Most South Africans don’t need much of an excuse to light a fire. But when last did you consider what your Saturday-night braai could be doing to your health?
In 2015, the International Agency for Research on Cancer (IARC) of the World Health Organization (WHO) made many of us choke on our hot-dog rolls when they declared processed meats a Group 1 carcinogen – i.e. a cancer-causing agent in the same category as tobacco and asbestos.
The Cancer Foundation of South Africa (CANSA) has also been telling us for years that cooking meat at high temperatures (e.g. over an open flame) produces chemicals that aren’t present in uncooked meat, and that some of these chemicals may increase our cancer risk.
Many studies have also found that both unprocessed and processed red meat can up our cholesterol levels, thus contributing to heart disease. And, there’s a link between eating red meat and certain types of cancer.
When you consider all of the above, the average South African braai doesn’t seem like a healthy way to eat. Not only do many of us enjoy braaiing red meat like boerewors, steak and lamb chops, but we also like to kick off an evening around the fire with biltong – a type of processed meat.

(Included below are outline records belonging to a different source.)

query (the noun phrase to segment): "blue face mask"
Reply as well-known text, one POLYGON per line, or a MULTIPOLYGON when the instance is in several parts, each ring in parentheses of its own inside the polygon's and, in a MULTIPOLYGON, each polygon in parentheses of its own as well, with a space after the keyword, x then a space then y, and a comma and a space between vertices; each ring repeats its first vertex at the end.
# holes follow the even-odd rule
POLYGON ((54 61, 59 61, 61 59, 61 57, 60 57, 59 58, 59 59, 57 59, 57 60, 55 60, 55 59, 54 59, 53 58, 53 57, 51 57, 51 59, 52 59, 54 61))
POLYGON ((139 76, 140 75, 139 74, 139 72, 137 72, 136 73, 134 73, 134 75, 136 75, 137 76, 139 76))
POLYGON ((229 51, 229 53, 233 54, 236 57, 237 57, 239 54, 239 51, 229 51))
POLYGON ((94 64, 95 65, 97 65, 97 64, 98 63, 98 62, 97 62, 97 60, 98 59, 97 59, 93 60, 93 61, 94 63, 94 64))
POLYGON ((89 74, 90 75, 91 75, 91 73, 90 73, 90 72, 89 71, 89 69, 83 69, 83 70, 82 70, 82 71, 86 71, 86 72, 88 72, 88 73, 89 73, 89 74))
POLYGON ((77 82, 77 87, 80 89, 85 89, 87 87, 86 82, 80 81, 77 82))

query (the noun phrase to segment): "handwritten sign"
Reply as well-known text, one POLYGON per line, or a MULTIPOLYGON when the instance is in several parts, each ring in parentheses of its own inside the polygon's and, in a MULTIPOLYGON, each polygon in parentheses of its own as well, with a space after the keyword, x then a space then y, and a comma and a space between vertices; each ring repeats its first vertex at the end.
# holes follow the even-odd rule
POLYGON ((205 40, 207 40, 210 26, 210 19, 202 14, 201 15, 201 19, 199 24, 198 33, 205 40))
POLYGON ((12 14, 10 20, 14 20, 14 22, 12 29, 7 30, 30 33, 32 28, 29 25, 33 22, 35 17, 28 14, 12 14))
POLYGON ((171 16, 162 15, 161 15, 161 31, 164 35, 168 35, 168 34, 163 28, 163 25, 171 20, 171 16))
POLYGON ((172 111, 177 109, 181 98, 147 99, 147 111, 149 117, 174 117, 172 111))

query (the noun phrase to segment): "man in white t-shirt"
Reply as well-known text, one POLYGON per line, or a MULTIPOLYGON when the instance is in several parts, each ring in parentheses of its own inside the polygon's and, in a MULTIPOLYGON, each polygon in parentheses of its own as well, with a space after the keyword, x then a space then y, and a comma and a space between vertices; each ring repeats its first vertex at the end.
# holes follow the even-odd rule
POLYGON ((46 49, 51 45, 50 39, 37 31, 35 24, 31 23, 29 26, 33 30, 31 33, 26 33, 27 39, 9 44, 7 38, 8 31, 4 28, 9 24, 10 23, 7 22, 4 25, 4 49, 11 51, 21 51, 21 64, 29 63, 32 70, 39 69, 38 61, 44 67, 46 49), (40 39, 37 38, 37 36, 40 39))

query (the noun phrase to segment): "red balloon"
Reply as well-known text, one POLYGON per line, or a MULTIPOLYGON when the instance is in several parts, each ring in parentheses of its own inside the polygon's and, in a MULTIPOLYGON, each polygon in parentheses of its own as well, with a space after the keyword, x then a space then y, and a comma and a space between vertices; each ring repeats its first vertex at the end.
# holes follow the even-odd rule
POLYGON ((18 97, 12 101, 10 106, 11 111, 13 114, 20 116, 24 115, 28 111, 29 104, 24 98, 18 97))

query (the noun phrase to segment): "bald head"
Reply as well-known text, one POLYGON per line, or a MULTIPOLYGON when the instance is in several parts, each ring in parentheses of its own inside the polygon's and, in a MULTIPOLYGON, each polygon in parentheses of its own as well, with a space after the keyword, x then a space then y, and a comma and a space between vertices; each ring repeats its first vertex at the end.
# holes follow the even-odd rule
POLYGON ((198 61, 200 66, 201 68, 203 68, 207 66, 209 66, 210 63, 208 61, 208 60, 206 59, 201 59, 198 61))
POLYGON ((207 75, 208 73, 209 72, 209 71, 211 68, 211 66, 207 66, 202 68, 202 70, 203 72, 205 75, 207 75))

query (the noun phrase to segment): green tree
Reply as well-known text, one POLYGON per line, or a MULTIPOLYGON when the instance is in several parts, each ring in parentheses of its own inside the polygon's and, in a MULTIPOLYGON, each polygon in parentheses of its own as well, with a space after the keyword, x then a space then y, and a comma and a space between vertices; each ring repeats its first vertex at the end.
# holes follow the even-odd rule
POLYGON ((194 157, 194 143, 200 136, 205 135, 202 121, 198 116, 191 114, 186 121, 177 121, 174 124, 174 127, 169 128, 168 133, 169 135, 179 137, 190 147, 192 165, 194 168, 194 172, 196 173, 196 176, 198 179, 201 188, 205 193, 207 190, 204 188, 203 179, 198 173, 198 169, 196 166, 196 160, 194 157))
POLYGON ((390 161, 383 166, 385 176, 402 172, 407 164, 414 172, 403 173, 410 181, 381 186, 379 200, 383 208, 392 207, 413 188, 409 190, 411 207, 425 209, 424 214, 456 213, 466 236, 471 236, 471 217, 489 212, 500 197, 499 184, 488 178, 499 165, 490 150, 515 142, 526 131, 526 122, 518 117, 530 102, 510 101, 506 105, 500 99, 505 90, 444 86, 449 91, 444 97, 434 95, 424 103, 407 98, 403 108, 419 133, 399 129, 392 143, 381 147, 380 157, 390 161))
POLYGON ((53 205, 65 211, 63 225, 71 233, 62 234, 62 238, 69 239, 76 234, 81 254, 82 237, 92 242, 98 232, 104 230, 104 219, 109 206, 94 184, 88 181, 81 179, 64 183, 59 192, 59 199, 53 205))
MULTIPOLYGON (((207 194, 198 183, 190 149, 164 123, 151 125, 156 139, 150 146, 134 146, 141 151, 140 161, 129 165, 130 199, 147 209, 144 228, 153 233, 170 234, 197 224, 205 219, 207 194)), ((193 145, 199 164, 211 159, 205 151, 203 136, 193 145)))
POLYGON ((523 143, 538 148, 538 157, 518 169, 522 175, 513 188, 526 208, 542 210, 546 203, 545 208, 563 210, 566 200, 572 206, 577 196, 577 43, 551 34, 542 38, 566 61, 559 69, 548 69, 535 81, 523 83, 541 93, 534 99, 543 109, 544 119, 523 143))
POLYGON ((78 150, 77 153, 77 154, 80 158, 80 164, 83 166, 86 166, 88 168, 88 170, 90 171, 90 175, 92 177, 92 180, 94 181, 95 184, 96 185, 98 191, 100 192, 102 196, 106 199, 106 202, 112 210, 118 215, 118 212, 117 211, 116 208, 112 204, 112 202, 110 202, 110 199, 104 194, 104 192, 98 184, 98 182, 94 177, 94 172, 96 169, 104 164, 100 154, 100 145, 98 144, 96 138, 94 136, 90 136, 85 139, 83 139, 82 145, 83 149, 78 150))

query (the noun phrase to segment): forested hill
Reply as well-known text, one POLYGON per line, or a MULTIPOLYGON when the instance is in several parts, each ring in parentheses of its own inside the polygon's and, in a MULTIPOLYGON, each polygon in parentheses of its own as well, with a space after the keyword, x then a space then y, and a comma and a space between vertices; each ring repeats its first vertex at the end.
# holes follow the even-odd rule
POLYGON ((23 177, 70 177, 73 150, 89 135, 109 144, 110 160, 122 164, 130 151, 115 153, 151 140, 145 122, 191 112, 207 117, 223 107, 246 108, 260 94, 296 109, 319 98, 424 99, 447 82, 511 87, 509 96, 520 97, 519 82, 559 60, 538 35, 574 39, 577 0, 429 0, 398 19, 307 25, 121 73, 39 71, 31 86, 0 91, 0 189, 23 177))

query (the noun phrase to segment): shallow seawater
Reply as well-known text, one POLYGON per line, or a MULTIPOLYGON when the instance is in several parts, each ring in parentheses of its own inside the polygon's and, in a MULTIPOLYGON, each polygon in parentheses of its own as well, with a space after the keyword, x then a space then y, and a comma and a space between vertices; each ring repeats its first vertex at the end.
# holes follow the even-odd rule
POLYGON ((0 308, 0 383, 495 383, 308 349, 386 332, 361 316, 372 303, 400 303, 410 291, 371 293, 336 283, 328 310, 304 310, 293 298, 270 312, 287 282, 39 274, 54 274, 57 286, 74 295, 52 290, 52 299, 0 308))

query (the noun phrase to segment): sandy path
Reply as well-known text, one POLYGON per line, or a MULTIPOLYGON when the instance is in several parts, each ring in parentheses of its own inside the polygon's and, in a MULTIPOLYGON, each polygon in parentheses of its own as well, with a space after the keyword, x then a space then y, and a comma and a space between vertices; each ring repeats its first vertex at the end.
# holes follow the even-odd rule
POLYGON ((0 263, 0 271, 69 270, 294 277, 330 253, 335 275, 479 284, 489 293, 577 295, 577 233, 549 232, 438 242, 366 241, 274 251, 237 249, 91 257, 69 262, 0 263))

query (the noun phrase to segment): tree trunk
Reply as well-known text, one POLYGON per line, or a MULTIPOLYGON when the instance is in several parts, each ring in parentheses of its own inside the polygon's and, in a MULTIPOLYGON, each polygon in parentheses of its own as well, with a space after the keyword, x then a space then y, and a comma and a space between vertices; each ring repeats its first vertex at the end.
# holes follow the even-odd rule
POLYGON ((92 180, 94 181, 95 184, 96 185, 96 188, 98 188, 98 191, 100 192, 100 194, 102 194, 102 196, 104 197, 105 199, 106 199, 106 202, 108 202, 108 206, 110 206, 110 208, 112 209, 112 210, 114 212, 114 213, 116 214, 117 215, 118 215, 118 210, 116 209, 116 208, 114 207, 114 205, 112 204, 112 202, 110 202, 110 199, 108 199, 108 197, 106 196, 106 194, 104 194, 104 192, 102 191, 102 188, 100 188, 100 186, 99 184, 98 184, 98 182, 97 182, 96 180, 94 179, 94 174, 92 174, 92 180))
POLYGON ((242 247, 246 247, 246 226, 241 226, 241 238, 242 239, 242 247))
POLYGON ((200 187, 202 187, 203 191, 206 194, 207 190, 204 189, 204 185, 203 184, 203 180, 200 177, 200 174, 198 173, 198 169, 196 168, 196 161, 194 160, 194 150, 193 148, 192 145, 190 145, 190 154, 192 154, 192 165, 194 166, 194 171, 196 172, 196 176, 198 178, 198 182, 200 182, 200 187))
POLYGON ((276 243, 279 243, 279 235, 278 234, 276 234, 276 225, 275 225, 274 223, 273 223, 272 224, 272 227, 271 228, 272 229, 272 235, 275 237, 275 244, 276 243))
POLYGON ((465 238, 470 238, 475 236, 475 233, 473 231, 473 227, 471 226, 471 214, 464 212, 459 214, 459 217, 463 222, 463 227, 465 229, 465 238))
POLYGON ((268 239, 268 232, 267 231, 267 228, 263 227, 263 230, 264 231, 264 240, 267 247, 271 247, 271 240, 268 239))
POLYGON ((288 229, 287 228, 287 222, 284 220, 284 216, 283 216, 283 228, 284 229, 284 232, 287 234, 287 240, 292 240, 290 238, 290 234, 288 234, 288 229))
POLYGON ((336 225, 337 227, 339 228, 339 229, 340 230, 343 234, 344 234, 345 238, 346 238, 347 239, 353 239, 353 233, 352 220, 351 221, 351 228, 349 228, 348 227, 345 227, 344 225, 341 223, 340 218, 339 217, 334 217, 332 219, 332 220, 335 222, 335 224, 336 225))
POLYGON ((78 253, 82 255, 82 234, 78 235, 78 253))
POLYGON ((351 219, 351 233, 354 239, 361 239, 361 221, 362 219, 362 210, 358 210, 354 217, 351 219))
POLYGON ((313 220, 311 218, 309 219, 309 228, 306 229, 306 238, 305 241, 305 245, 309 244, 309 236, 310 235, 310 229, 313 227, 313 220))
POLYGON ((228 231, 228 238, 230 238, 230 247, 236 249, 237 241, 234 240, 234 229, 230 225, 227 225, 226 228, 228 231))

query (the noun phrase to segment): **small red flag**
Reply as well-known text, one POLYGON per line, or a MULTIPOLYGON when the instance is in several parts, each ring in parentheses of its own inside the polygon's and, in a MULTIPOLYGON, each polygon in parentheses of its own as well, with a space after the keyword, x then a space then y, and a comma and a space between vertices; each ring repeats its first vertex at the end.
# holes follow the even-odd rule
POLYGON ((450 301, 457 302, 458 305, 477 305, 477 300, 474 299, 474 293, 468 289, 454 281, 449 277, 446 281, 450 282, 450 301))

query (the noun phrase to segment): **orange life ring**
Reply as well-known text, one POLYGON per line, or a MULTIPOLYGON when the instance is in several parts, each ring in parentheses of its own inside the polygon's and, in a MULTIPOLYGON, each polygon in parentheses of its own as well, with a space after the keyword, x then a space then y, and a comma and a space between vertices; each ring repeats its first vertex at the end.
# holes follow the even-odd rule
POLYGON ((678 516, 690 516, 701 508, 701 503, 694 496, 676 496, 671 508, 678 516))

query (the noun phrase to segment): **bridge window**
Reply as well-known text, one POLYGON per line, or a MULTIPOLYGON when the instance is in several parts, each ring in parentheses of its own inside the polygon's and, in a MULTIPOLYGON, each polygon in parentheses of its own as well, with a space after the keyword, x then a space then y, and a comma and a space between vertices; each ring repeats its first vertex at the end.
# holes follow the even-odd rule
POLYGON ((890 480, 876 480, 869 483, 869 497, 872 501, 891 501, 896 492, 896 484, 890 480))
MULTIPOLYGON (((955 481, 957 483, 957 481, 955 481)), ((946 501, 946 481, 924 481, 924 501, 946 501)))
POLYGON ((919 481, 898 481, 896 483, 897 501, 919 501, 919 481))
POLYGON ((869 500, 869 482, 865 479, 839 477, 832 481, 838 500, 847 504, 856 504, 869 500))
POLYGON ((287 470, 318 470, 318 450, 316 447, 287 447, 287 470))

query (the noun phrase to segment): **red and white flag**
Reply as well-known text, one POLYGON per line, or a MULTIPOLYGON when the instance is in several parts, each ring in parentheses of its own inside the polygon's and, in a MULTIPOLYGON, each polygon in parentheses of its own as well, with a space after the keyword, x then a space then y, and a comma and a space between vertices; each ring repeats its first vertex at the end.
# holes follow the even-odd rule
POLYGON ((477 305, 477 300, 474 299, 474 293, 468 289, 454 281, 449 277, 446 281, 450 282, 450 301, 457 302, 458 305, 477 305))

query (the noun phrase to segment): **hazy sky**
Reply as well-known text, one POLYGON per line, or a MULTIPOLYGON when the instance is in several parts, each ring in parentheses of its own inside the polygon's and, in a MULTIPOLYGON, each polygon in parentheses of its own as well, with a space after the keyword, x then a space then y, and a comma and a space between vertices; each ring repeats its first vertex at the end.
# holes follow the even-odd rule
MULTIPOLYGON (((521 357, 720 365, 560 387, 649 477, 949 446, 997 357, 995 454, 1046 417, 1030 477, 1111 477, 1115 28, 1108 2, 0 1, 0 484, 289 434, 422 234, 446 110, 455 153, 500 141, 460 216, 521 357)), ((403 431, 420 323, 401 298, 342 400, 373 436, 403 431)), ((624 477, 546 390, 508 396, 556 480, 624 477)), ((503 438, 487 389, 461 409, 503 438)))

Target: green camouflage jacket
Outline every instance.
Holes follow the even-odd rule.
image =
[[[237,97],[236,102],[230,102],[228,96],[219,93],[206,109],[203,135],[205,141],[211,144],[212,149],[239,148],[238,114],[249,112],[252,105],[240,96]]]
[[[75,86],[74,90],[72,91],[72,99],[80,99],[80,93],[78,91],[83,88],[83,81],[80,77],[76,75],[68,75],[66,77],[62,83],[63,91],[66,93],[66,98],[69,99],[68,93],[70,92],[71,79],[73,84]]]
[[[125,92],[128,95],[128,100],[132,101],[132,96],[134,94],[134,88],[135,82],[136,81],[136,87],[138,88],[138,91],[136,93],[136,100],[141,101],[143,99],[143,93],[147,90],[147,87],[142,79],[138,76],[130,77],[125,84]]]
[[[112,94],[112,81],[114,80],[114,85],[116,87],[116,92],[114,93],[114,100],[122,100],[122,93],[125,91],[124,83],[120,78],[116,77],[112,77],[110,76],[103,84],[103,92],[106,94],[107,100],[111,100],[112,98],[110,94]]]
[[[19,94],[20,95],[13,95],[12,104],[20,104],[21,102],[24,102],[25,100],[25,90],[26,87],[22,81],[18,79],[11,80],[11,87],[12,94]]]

Tips for a healthier braai
Fortunately, it’s not all doom and gloom for the braai enthusiasts among us. According to the experts, there are ways to enjoy a healthier meal around the fire.
CANSA, along with SA’s Food Advisory Consumer Service (FACS), share the following tips:
- Braai more fish, pork and chicken and less red meat.
- Line your braai grid with foil and poke small holes in it so that the fat from the meat can still drip off, but the amount of smoke coming back onto the meat is lower. The smoke carries some of the cancer-causing chemicals.
- Braai with less intense heat.
- Add lots of antioxidant-rich fruit, vegetables and whole grains to your meal.
Also, limit the number of processed meats you eat. Substitute products like ham, salami, biltong, bacon, polony and viennas with fresh fish, seafood, pork or chicken.
Good to know
FACS makes the important point that cancer is a multi-complex problem that cannot be solved or blamed on a specific food or food group. If you’re worried about cancer, talk to your doctor about getting the appropriate screening tests done.
Remember that many medical aid schemes in South Africa will cover your doctor’s visits and tests. But even if you’re just on a hospital plan and not a comprehensive medical aid plan, saving and going for regular check-ups is important. Early detection is key.